Ao invés de resolver problemas no campus, Unir ameaça alunos e professores para “enterrar” denúncias

Professores e acadêmicos da Universidade Federal de Rondônia (Unir) estão revoltados com a direção da instituição que preferiu fazer ameaças para “sepultar” as denúncias de assédio, falta de infraestrutura e má gestão do que tentar resolver os problemas com diálogo e discussões junto ao Ministério da Educação. O Diretório 5 de Outubro formado por alunos do campus José Ribeiro Filho divulgou Nota à Comunidade Acadêmica nesta quinta-feira criticando a postura da Reitoria em ameaçar suspender o semestre (discentes) e aplicar processos administrativos disciplinares contra os docentes, caso o Departamento de Ciências Jurídicas permanecesse como regime de aulas remotas durante o período de reforma do Bloco 1 G.
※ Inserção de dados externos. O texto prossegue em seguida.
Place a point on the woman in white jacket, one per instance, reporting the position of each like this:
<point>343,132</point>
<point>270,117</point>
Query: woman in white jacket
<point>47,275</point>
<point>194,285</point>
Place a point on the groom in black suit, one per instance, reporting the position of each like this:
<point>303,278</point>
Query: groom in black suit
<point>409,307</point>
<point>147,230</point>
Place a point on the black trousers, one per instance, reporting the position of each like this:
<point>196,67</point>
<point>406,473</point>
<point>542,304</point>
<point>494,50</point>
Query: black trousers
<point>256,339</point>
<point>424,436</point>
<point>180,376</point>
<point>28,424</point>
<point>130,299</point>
O prédio é classificado como “grau de risco crítico” em laudo assinado pelo engenheiro civil André Rodrigues Novais, que constatou a ocorrência de condutores de energia expostos, colocando em risco a integridade física de alunos e professores. Os casos de importunação sexual, revelado por 4 alunos, também não foram levados em consideração pela direção da Unir, e sequer algum suspeito foi identificado. Os mesmos problemas de insalubridade de banheiros, salas de aula sem ar-condicionado, e nas cantinas também não foram levados em consideração pela Reitoria, conforme a nota do centro acadêmico.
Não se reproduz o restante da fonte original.